El Paris Saint-Germain ganó al Chelsea (2-1) en el partido de ida de los octavos de final de la Champions en el Parque de los Príncipes tras una primera parte de constantes idas y vueltas y un segundo tramo de completo dominio local, que acabó imponiéndose con un reivindicativo Edinson Cavani.
La eliminatoria tuvo un comienzo vertiginoso, con un PSG que fue capaz de asediar la portería defendida por Courtois en los primeros minutos, embotellando a un rival de sobra conocido en el torneo continental, contra quienes se midieron en los tres últimos años.
El Chelsea se deshizo de la presión continua a la que fue sometida en los primeros compases con el paso de los minutos y lanzaron sus primeras ofensivas, iniciándose un bonito intercambio de golpes. El Parque de los Príncipes fue testigo de un partido con muchísimo ritmo que dejó grandes detalles de calidad en ambas arcas.
Pese al ida y vuelta que tuvo lugar sobre el césped, el resultado no mutó hasta los últimos instantes de la primera mitad, aunque el empate siguió prevaleciendo. En primer lugar, Ibrahimovic rompió la igualada a balón parado con un golpeo potente y bajo que tocó ligeramente en la barrera, desviando la trayectoria del balón lo justo para que fuera imposible de parar.
La respuesta ‘blue’ no se hizo esperar, y es que el nigeriano Mikel marcó el empate a la salida de un córner en la última jugada de la primera mitad, ya que Velasco Carballo ordenó la entrada al túnel de vestuarios inmediatamente después de su concesión.
A la reanudación, las ofensivas de área a área siguieron su curso, sin apenas descanso, aunque la presencia del Chelsea en campo contrario se diluyó en un escaso margen de tiempo. El PSG obtuvo el control casi total de la posesión, tratando de penetrar el muro establecido por Guus Hiddink.

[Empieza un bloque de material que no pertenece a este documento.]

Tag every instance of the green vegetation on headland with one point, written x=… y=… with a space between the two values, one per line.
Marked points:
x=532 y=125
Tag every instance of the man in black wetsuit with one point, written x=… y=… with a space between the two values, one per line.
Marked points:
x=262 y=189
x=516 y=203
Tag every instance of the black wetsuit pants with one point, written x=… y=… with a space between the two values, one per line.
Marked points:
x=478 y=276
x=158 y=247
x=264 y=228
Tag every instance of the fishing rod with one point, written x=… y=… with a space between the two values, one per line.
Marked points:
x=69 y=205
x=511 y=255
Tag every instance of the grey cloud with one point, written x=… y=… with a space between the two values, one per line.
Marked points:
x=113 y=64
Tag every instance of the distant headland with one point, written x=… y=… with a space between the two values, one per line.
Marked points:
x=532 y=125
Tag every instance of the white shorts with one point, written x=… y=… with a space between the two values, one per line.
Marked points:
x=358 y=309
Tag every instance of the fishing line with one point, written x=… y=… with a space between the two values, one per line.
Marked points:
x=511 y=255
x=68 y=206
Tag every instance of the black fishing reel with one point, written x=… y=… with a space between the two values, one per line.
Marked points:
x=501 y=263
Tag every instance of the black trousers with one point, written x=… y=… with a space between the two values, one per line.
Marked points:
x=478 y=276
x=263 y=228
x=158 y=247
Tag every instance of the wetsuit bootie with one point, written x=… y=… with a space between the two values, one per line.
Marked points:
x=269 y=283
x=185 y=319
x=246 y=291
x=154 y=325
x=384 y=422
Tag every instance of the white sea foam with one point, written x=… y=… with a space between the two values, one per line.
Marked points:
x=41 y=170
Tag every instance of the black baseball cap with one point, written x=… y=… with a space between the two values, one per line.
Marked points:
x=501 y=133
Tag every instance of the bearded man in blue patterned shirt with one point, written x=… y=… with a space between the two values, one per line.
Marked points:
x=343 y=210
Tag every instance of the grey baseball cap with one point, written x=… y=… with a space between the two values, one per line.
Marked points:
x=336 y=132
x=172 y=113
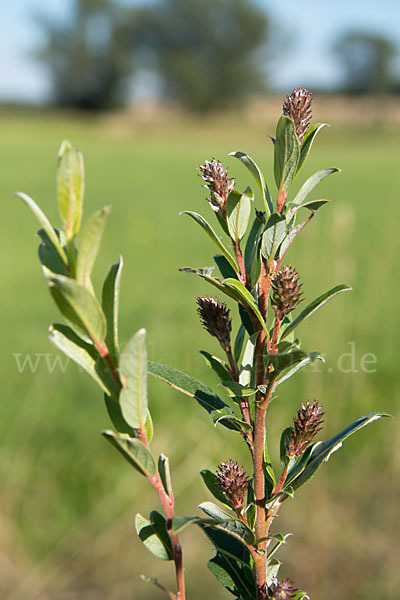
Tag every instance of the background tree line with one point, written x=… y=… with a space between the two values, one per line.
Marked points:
x=206 y=55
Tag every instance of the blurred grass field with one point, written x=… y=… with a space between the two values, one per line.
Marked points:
x=67 y=500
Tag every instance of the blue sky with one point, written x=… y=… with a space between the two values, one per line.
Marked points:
x=305 y=30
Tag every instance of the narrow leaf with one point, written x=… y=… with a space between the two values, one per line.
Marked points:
x=310 y=184
x=110 y=304
x=148 y=427
x=275 y=233
x=308 y=140
x=48 y=253
x=286 y=153
x=133 y=373
x=223 y=266
x=321 y=451
x=159 y=524
x=90 y=239
x=225 y=417
x=134 y=451
x=79 y=307
x=306 y=361
x=232 y=576
x=45 y=223
x=70 y=187
x=252 y=249
x=165 y=475
x=217 y=365
x=180 y=523
x=150 y=539
x=314 y=306
x=240 y=293
x=238 y=209
x=115 y=414
x=234 y=527
x=211 y=233
x=74 y=347
x=187 y=385
x=258 y=176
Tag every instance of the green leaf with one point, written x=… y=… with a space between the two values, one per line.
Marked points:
x=165 y=475
x=115 y=414
x=284 y=360
x=229 y=547
x=286 y=153
x=106 y=376
x=110 y=304
x=314 y=306
x=223 y=266
x=180 y=523
x=238 y=210
x=247 y=376
x=275 y=233
x=70 y=187
x=252 y=250
x=148 y=427
x=230 y=420
x=79 y=307
x=320 y=452
x=48 y=254
x=89 y=245
x=234 y=527
x=74 y=347
x=269 y=473
x=308 y=140
x=205 y=272
x=310 y=358
x=154 y=581
x=246 y=320
x=150 y=538
x=217 y=365
x=258 y=176
x=285 y=439
x=230 y=574
x=187 y=385
x=251 y=510
x=241 y=294
x=45 y=223
x=159 y=524
x=291 y=236
x=133 y=373
x=309 y=185
x=211 y=481
x=238 y=345
x=272 y=570
x=211 y=233
x=312 y=205
x=134 y=451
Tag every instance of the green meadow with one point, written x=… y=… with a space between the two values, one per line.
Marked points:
x=67 y=500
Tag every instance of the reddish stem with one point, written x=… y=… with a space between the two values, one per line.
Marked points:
x=168 y=505
x=166 y=501
x=243 y=402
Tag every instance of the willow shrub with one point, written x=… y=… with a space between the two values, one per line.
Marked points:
x=255 y=232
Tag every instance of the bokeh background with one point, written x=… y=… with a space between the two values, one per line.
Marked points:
x=148 y=90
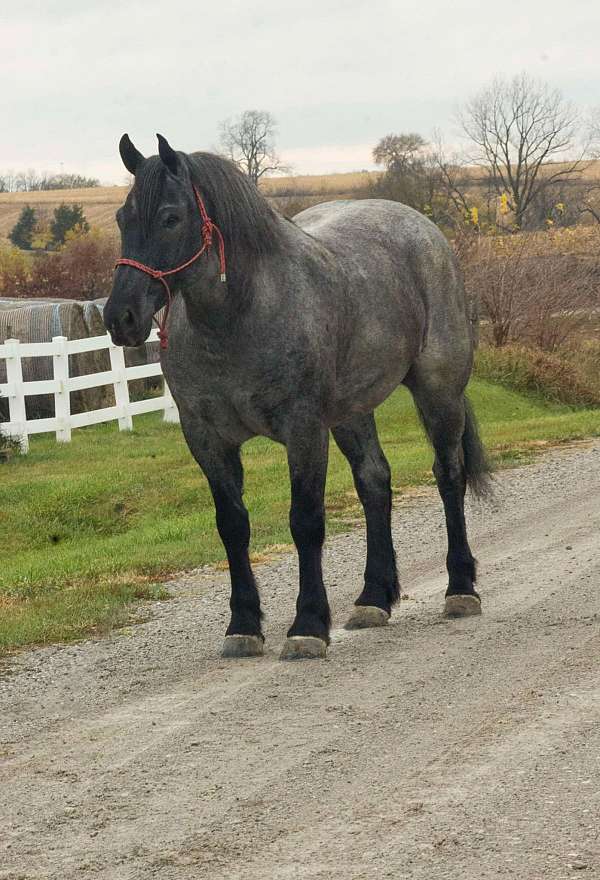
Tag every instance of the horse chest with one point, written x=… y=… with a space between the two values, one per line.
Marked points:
x=238 y=403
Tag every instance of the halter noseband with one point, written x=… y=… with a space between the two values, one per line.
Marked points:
x=208 y=230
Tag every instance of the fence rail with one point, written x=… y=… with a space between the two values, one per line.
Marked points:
x=16 y=390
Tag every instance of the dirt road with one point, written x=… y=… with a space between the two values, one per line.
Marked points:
x=427 y=749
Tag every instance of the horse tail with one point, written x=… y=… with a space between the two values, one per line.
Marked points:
x=477 y=466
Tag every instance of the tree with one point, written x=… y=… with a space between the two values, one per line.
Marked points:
x=249 y=141
x=23 y=231
x=518 y=126
x=399 y=152
x=417 y=174
x=67 y=218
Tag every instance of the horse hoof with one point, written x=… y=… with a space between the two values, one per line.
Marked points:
x=462 y=606
x=366 y=616
x=303 y=648
x=242 y=646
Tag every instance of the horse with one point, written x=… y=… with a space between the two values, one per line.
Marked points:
x=292 y=329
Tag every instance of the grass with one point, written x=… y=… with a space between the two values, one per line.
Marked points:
x=88 y=527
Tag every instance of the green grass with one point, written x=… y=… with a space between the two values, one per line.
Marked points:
x=87 y=527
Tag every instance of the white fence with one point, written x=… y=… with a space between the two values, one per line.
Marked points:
x=15 y=389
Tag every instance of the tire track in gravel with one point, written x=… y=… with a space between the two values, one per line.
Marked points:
x=429 y=748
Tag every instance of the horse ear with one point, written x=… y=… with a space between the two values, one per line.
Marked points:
x=129 y=154
x=167 y=154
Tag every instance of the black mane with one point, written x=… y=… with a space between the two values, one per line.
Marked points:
x=249 y=225
x=251 y=229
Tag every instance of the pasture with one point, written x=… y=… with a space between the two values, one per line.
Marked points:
x=88 y=527
x=100 y=203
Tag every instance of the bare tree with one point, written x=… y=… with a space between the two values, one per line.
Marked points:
x=398 y=152
x=594 y=133
x=249 y=141
x=419 y=174
x=518 y=126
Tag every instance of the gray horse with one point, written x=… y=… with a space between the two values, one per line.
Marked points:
x=318 y=320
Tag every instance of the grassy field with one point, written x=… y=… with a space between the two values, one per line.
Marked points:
x=88 y=527
x=100 y=203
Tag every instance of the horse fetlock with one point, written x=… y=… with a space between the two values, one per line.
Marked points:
x=303 y=648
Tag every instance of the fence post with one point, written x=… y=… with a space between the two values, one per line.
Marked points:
x=16 y=401
x=117 y=365
x=171 y=412
x=62 y=397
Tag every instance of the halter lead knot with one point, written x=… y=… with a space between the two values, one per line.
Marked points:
x=208 y=230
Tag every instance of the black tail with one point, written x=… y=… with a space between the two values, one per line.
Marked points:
x=477 y=467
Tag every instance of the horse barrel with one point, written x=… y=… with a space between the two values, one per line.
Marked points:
x=39 y=322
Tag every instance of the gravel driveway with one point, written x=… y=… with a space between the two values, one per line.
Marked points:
x=427 y=749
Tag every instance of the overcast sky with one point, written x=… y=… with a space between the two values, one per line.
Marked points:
x=336 y=74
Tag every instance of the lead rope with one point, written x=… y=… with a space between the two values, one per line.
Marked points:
x=208 y=230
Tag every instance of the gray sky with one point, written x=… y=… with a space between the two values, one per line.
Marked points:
x=337 y=74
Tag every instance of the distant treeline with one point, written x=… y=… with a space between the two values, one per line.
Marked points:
x=31 y=181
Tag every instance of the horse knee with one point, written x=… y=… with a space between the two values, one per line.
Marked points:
x=307 y=518
x=373 y=478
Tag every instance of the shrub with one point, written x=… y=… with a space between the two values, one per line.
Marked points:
x=14 y=272
x=557 y=377
x=530 y=292
x=82 y=269
x=67 y=218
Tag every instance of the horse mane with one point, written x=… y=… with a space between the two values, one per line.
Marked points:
x=250 y=227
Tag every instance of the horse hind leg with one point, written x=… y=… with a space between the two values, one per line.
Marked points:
x=358 y=441
x=459 y=458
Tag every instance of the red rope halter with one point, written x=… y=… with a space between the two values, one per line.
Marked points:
x=208 y=230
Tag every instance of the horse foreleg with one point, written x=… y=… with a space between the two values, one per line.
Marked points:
x=307 y=450
x=223 y=469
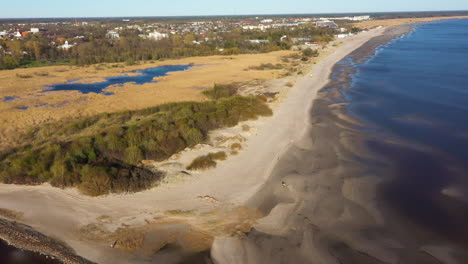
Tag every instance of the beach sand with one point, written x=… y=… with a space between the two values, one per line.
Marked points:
x=233 y=191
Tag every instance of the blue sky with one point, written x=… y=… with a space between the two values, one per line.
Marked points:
x=93 y=8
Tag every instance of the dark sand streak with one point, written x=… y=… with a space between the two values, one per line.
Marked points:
x=333 y=215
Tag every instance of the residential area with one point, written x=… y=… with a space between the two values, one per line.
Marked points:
x=80 y=41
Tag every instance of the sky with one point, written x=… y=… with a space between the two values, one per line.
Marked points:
x=120 y=8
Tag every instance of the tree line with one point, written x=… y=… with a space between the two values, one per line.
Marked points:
x=37 y=49
x=101 y=154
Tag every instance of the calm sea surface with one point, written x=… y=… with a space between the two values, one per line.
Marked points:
x=12 y=255
x=413 y=97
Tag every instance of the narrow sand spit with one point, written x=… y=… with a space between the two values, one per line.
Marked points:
x=233 y=184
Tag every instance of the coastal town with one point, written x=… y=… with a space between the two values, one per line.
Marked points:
x=242 y=139
x=49 y=42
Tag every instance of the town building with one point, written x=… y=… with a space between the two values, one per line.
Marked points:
x=113 y=35
x=66 y=46
x=326 y=23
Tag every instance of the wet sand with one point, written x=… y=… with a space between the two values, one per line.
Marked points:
x=233 y=183
x=322 y=206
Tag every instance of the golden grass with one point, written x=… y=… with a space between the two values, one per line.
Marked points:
x=399 y=21
x=177 y=87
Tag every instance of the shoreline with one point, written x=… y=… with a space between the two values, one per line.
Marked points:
x=316 y=202
x=184 y=196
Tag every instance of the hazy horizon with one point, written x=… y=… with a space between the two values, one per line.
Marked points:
x=140 y=8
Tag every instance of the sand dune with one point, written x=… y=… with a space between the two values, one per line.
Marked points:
x=244 y=180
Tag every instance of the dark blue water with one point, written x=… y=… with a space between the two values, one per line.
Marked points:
x=12 y=255
x=414 y=93
x=146 y=76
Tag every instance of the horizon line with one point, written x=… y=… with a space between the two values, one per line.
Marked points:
x=241 y=15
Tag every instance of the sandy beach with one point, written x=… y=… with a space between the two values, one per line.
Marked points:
x=222 y=203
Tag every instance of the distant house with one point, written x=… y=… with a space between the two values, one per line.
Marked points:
x=66 y=46
x=157 y=36
x=258 y=41
x=112 y=34
x=326 y=23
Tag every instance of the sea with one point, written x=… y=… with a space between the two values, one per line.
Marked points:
x=411 y=97
x=12 y=255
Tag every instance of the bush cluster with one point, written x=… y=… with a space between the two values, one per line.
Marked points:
x=206 y=161
x=102 y=153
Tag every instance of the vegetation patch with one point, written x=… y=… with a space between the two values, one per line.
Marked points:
x=101 y=154
x=221 y=91
x=202 y=163
x=267 y=66
x=23 y=76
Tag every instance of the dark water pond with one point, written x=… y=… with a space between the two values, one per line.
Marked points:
x=146 y=76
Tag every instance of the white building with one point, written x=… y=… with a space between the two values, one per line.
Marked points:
x=157 y=36
x=326 y=23
x=258 y=41
x=112 y=34
x=66 y=46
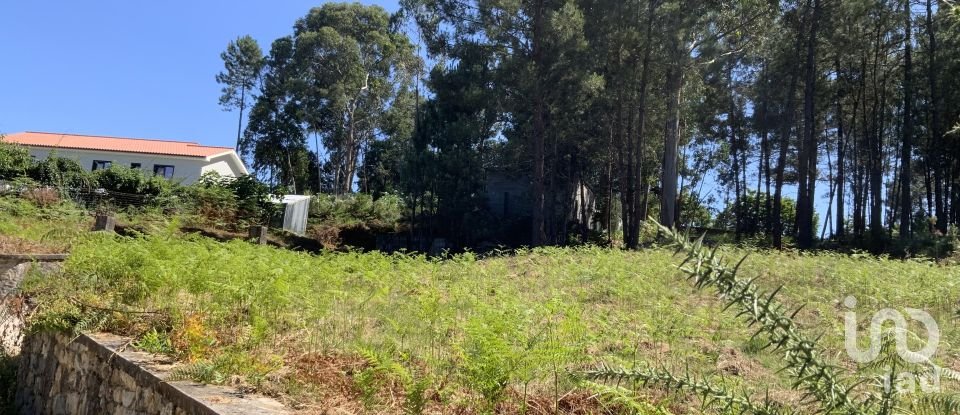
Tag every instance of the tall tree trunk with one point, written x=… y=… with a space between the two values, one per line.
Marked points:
x=671 y=142
x=639 y=213
x=539 y=235
x=934 y=129
x=808 y=150
x=786 y=130
x=243 y=101
x=906 y=150
x=841 y=152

El resultado fue dado por bueno por el equipo inglés en una de las eliminatorias más igualadas en esta fase de la Champions y se limitó a hacer de su defensa su mejor ataque, echándose atrás y buscando la velocidad arriba de Willian, Pedro o Diego Costa, para salir a la contra.
Pero la sucesión de intentonas parisinas acabó teniendo éxito en las botas de Cavani, reivindicando su sitio en el once titular nada más saltar desde el banquillo. El uruguayo dio a los locales el 2-1 necesario para dar el primer paso hacia los cuartos de final con un remate de primeras de gran dificultad, con escaso ángulo, para cosechar un resultado favorable de cara a la vuelta, si bien el Chelsea continúa muy vivo en esta Liga de Campeones.